A real, topical example further illustrates the anomalous character of the Supreme Court's failure to apply analytically sequenced, tiered judicial scrutiny under the Establishment Clause. Statutes that exempt religious institutions or religiously motivated individuals from otherwise generally applicable laws require religiously-based classifications in order to sort those who qualify for exemptions from those who do not. If challenged under the Equal Protection Clause, classifications based on religion, the Court has sometimes asserted, would be assimilated to those based on race. (14) And race-based classifications trigger strict judicial scrutiny. (15) The Court has also prescribed strict scrutiny for religiously-based classifications under the Free Exercise Clause, at least when they are used to exclude some from benefits available to others based on their religious status. (16) If classifications based on religion are suspect under the Equal Protection and Free Exercise Clauses, why, one wonders, should they escape strict judicial scrutiny in Establishment Clause cases? (17) A possible response would be that the Court regards many statutory accommodations for religious practitioners as benign, even desirable, and believes that they should be upheld if they do not impose excessive burdens on third parties. But in cases involving other classifications drawn along "suspect" lines, including those involving race-based affirmative action in higher education, that conclusion would need to emerge from a strict scrutiny framework. (18) A disposition to favor otherwise suspect line-drawing in a particular context would not furnish a justification for forgoing searching analysis.
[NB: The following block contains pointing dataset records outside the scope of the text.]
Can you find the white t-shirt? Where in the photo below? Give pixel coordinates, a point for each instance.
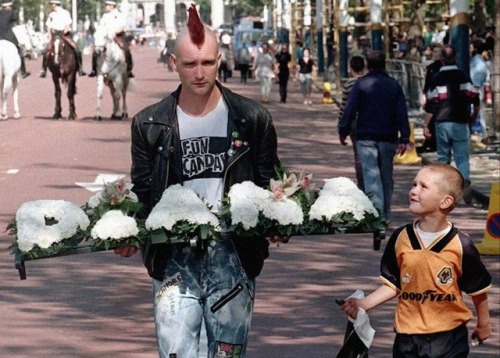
(429, 237)
(204, 152)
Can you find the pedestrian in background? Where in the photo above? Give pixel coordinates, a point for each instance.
(304, 73)
(378, 103)
(224, 63)
(254, 52)
(264, 71)
(7, 20)
(283, 59)
(357, 68)
(449, 101)
(188, 281)
(479, 75)
(243, 59)
(429, 144)
(432, 259)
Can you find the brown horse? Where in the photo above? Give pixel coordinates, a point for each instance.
(62, 62)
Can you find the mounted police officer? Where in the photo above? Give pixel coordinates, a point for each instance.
(7, 20)
(59, 21)
(114, 22)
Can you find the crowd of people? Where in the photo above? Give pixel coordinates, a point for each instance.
(214, 287)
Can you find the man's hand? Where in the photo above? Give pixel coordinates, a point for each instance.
(427, 132)
(126, 251)
(350, 307)
(481, 333)
(278, 239)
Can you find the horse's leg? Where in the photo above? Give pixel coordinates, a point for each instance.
(3, 98)
(71, 96)
(100, 90)
(116, 103)
(7, 84)
(57, 86)
(124, 97)
(15, 95)
(114, 92)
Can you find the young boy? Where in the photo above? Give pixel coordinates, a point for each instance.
(427, 264)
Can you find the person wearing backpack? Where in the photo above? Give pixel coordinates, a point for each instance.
(243, 59)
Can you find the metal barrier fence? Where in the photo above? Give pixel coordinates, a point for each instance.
(411, 77)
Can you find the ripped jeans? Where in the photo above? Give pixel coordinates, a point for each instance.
(205, 285)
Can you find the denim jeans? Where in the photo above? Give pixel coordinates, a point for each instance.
(454, 136)
(194, 281)
(377, 164)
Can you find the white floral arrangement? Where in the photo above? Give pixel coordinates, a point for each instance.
(181, 213)
(113, 212)
(250, 210)
(290, 206)
(48, 226)
(341, 204)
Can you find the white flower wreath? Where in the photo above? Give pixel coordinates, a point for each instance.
(114, 225)
(32, 228)
(248, 200)
(177, 204)
(340, 195)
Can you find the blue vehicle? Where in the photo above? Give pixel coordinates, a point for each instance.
(246, 36)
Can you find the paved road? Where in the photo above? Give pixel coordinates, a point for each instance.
(98, 305)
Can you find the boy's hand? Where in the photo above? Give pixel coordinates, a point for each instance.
(350, 307)
(480, 334)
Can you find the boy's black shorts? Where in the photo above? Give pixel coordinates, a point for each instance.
(452, 343)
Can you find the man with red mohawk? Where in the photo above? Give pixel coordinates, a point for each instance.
(206, 138)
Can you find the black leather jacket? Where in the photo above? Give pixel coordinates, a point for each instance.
(156, 164)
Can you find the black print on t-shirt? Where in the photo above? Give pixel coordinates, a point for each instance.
(203, 157)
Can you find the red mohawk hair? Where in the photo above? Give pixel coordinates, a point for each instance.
(195, 27)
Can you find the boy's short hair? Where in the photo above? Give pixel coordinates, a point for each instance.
(357, 63)
(450, 180)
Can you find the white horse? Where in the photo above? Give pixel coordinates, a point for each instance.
(112, 72)
(32, 43)
(10, 65)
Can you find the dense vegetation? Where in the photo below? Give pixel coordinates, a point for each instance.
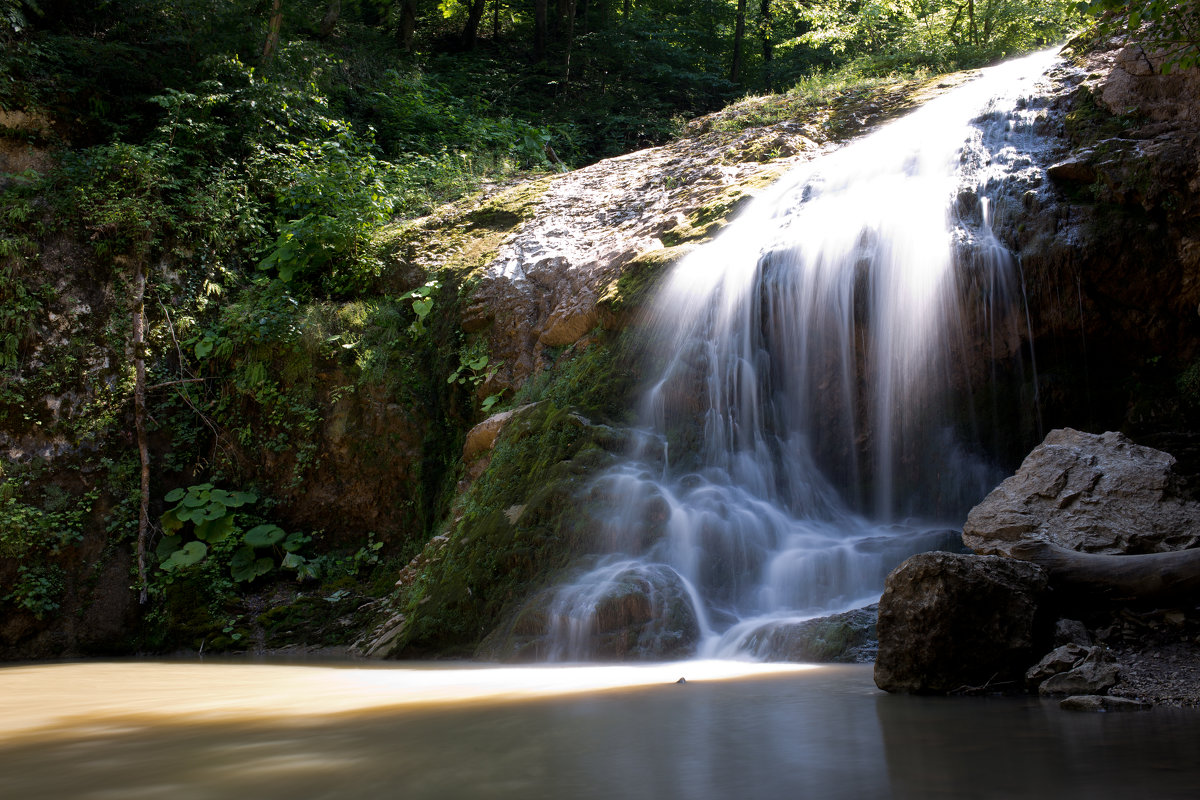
(226, 168)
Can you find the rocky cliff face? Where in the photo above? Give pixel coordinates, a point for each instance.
(1108, 241)
(552, 275)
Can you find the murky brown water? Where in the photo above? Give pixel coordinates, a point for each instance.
(184, 731)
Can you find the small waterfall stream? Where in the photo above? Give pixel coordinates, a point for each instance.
(807, 432)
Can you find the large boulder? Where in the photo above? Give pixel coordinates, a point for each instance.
(1098, 493)
(952, 623)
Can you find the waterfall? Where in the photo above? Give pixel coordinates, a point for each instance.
(807, 431)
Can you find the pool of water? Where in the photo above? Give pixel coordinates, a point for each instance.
(732, 731)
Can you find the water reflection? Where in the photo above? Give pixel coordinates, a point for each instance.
(817, 733)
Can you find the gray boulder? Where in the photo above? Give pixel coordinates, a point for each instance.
(1059, 660)
(1089, 678)
(952, 623)
(1098, 493)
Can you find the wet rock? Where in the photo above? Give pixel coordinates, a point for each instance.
(1137, 84)
(1059, 660)
(1102, 703)
(635, 612)
(483, 437)
(1087, 492)
(1077, 169)
(1089, 678)
(952, 623)
(849, 637)
(1072, 631)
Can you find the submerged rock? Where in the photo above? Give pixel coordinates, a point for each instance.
(1059, 660)
(953, 623)
(1102, 703)
(1089, 678)
(1087, 492)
Adoption of an analytically sequenced, tiered-scrutiny approach would also invite a rationalizing reconceptualization of the relationship among some prominent subcategories within Establishment Clause doctrine that now appear more dissonant than harmonious. One important strain of decisions involves material support for religious institutions or activities. (19) In this branch of Establishment Clause doctrine, leading cases have demanded governmental neutrality, (20) both among religions and between religious and nonreligious beneficiaries. (21) Their categorical formulations suggest that any preferences for or among religious institutions or adherents of different faiths would violate the Establishment Clause.

In a second set of cases, however, demands for neutrality vanish, as the Supreme Court sometimes tolerates the singling out of religious institutions and religious believers for exemptions from otherwise applicable regulatory burdens, (22) including those of complying with antidiscrimination laws. (23)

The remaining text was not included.